筑波大学、東京工業大学、ディー・クルー・テクノロジーズ(株)は6月10日、電子回路の誤動作の原因となるトランジスタ(MOSFET)の雑音を広い周波数帯域にわたって簡便に計測する技術を開発したと発表した。信頼性のより高い電子デバイスの開発が期待できるという。
■100kHz~3GHzまでの雑音特性を計測
MOSFETトランジスタに代表される回路素子は微細化の一途をたどってきたが、それに伴い「特性の揺らぎ」とも呼ばれる雑音が発生し、回路中の電流量を変動させて回路の誤動作を引き起こす原因となっている。

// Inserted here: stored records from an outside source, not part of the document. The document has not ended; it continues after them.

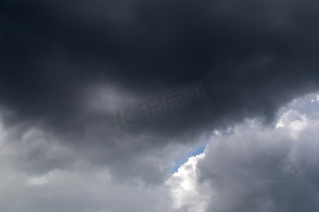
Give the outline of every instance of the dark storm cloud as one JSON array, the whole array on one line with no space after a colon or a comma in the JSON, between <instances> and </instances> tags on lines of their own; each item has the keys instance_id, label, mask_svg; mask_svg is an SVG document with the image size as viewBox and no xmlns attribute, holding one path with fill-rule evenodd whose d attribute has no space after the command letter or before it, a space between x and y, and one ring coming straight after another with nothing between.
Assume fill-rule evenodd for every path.
<instances>
[{"instance_id":1,"label":"dark storm cloud","mask_svg":"<svg viewBox=\"0 0 319 212\"><path fill-rule=\"evenodd\" d=\"M88 112L90 86L112 84L140 103L198 81L208 107L126 133L171 136L245 117L271 119L279 105L318 89L318 9L313 1L4 1L5 120L118 129L116 111Z\"/></svg>"}]
</instances>

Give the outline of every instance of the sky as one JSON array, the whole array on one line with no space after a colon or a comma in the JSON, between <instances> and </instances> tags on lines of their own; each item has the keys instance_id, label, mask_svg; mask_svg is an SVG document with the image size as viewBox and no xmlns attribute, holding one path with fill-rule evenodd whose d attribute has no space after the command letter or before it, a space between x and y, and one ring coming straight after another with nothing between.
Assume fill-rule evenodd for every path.
<instances>
[{"instance_id":1,"label":"sky","mask_svg":"<svg viewBox=\"0 0 319 212\"><path fill-rule=\"evenodd\" d=\"M0 1L0 211L319 210L319 2Z\"/></svg>"}]
</instances>

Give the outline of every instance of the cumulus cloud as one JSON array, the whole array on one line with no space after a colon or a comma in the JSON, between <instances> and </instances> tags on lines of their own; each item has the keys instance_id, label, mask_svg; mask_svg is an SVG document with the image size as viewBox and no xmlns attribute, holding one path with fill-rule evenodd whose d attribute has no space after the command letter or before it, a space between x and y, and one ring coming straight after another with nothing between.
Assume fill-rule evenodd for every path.
<instances>
[{"instance_id":1,"label":"cumulus cloud","mask_svg":"<svg viewBox=\"0 0 319 212\"><path fill-rule=\"evenodd\" d=\"M318 8L1 1L1 210L316 209Z\"/></svg>"}]
</instances>

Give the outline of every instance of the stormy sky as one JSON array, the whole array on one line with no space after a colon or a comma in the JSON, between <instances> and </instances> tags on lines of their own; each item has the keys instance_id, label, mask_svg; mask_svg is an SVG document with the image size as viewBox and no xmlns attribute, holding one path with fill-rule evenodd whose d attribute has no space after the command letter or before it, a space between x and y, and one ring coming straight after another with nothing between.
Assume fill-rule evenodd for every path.
<instances>
[{"instance_id":1,"label":"stormy sky","mask_svg":"<svg viewBox=\"0 0 319 212\"><path fill-rule=\"evenodd\" d=\"M319 1L0 1L0 211L319 210Z\"/></svg>"}]
</instances>

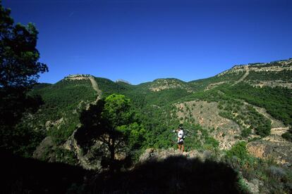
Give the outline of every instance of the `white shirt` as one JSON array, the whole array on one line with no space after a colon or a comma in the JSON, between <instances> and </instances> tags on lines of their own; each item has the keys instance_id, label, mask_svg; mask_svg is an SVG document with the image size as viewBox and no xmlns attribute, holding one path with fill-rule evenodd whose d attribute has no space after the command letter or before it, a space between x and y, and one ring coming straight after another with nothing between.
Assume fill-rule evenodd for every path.
<instances>
[{"instance_id":1,"label":"white shirt","mask_svg":"<svg viewBox=\"0 0 292 194\"><path fill-rule=\"evenodd\" d=\"M178 137L183 138L183 129L178 130Z\"/></svg>"}]
</instances>

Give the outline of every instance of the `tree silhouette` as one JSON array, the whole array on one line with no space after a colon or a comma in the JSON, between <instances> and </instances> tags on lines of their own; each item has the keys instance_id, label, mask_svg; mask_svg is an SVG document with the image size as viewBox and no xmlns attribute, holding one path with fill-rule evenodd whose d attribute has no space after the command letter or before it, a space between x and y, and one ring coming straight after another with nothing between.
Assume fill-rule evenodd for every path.
<instances>
[{"instance_id":1,"label":"tree silhouette","mask_svg":"<svg viewBox=\"0 0 292 194\"><path fill-rule=\"evenodd\" d=\"M14 25L10 13L0 1L0 148L14 150L14 139L23 134L16 129L16 124L23 112L35 110L42 103L28 92L48 68L38 62L35 25Z\"/></svg>"},{"instance_id":2,"label":"tree silhouette","mask_svg":"<svg viewBox=\"0 0 292 194\"><path fill-rule=\"evenodd\" d=\"M116 154L125 157L143 141L145 129L137 122L130 99L123 95L112 94L99 100L81 113L80 122L82 126L75 134L78 144L89 150L97 141L102 142L102 147L106 147L103 156L109 160L111 170Z\"/></svg>"}]
</instances>

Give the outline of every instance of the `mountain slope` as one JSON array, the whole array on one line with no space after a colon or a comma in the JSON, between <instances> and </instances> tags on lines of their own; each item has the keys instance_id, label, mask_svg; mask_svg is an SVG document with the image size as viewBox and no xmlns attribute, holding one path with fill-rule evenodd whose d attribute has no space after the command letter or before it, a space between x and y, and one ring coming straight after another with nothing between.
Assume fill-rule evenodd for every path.
<instances>
[{"instance_id":1,"label":"mountain slope","mask_svg":"<svg viewBox=\"0 0 292 194\"><path fill-rule=\"evenodd\" d=\"M130 98L141 115L148 133L147 147L173 146L169 129L179 123L190 131L187 149L229 149L240 140L257 142L263 138L267 143L275 138L286 142L281 134L292 124L291 71L289 59L236 65L190 82L157 79L131 85L88 75L71 75L55 84L35 87L32 93L42 96L44 105L26 122L45 131L54 142L39 157L58 160L56 153L61 149L64 154L63 145L78 128L79 114L100 98L117 93ZM281 132L275 133L279 127Z\"/></svg>"}]
</instances>

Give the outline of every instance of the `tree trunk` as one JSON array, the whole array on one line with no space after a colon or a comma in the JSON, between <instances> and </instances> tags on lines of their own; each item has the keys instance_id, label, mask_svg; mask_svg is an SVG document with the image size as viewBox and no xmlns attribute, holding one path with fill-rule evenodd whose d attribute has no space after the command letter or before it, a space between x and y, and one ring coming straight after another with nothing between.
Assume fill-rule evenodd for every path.
<instances>
[{"instance_id":1,"label":"tree trunk","mask_svg":"<svg viewBox=\"0 0 292 194\"><path fill-rule=\"evenodd\" d=\"M114 144L116 143L116 141L114 138L111 139L111 143L109 148L109 152L111 153L111 158L110 158L110 164L109 164L109 170L111 172L114 172L114 156L115 156L115 153L114 153Z\"/></svg>"}]
</instances>

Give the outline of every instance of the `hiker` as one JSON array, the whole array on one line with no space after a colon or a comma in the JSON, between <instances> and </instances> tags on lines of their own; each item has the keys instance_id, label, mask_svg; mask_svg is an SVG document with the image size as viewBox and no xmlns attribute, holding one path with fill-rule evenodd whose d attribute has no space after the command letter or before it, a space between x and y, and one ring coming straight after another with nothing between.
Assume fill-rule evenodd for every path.
<instances>
[{"instance_id":1,"label":"hiker","mask_svg":"<svg viewBox=\"0 0 292 194\"><path fill-rule=\"evenodd\" d=\"M176 129L176 132L178 133L178 150L181 150L183 153L183 150L185 148L183 146L183 138L184 134L183 131L183 127L181 126L178 126L178 129Z\"/></svg>"}]
</instances>

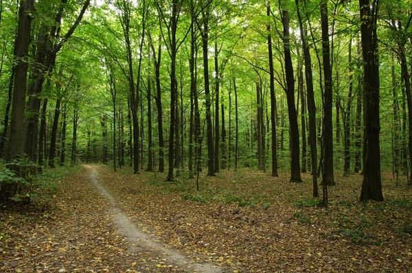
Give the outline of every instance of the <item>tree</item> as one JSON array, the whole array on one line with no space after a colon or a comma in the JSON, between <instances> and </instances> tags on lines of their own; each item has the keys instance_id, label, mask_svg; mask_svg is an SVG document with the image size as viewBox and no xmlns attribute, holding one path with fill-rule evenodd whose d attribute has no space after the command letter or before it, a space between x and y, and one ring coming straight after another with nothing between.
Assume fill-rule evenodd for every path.
<instances>
[{"instance_id":1,"label":"tree","mask_svg":"<svg viewBox=\"0 0 412 273\"><path fill-rule=\"evenodd\" d=\"M266 16L271 16L271 6L267 3ZM269 59L269 84L271 88L271 126L272 132L271 139L272 141L272 176L278 176L277 174L277 141L276 139L276 96L275 95L275 72L273 68L273 55L272 53L272 36L271 35L271 24L266 25L268 32L268 53Z\"/></svg>"},{"instance_id":2,"label":"tree","mask_svg":"<svg viewBox=\"0 0 412 273\"><path fill-rule=\"evenodd\" d=\"M33 0L21 0L19 8L19 26L16 37L14 58L16 59L16 70L14 71L14 84L13 88L13 100L12 108L12 120L10 122L10 133L6 162L11 163L16 158L23 156L23 145L24 136L24 119L25 105L25 91L27 86L27 75L29 67L27 54L30 43L32 29L32 12L34 8ZM19 166L16 164L8 165L9 169L19 173ZM13 196L17 190L16 183L7 183L2 181L0 184L0 202L4 202Z\"/></svg>"},{"instance_id":3,"label":"tree","mask_svg":"<svg viewBox=\"0 0 412 273\"><path fill-rule=\"evenodd\" d=\"M333 128L332 108L333 104L332 86L332 67L329 45L329 23L328 3L321 3L321 24L322 27L322 60L325 78L323 104L323 173L321 185L323 188L323 204L328 206L328 186L334 186L333 173Z\"/></svg>"},{"instance_id":4,"label":"tree","mask_svg":"<svg viewBox=\"0 0 412 273\"><path fill-rule=\"evenodd\" d=\"M285 59L286 92L288 103L288 115L290 130L290 182L302 182L300 176L299 127L297 125L297 114L295 105L295 78L293 66L290 54L290 34L289 32L289 12L285 9L282 11L282 22L283 25L283 45Z\"/></svg>"},{"instance_id":5,"label":"tree","mask_svg":"<svg viewBox=\"0 0 412 273\"><path fill-rule=\"evenodd\" d=\"M383 201L379 145L379 62L378 55L378 0L359 0L363 58L364 139L365 162L360 200Z\"/></svg>"}]
</instances>

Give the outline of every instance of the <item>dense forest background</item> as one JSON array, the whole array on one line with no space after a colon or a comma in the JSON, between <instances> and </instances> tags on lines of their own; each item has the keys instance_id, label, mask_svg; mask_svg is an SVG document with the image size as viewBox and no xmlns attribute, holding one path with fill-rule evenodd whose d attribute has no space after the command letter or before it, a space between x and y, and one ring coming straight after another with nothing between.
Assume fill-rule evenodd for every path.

この雑音を計る機器は、これまで数百kHz以下の低周波数帯域と1GHz付近以上の高周波数帯域での計測は可能だったが、これらの中間の周波数帯域については対応する計測機器がなかった。
研究チームは今回、雑音を増幅するための専用IC(集積回路)を開発した。雑音の測定は、ウエハー上に作製されたMOSFETの4端子(ゲート、ソース、ドレイン、基板)に探針子(プローブ)を当てて測る。研究チームは先に独自の雑音プローブ技術を開発しており、今回はこれに新開発した専用ICを低雑音アンプとして搭載した。
この新プローブで測定したところ、これまで計測が困難だった中間の周波数帯域の計測に成功、結果として100kHz~3GHzまでの究極的に広帯域の雑音特性の計測を実現した。
これにより、新しい材料・プロセス・構造の導入に伴うデバイスの雑音を高周波まで評価できることから、電子デバイスの迅速な開発や信頼性の向上が図れるとしている。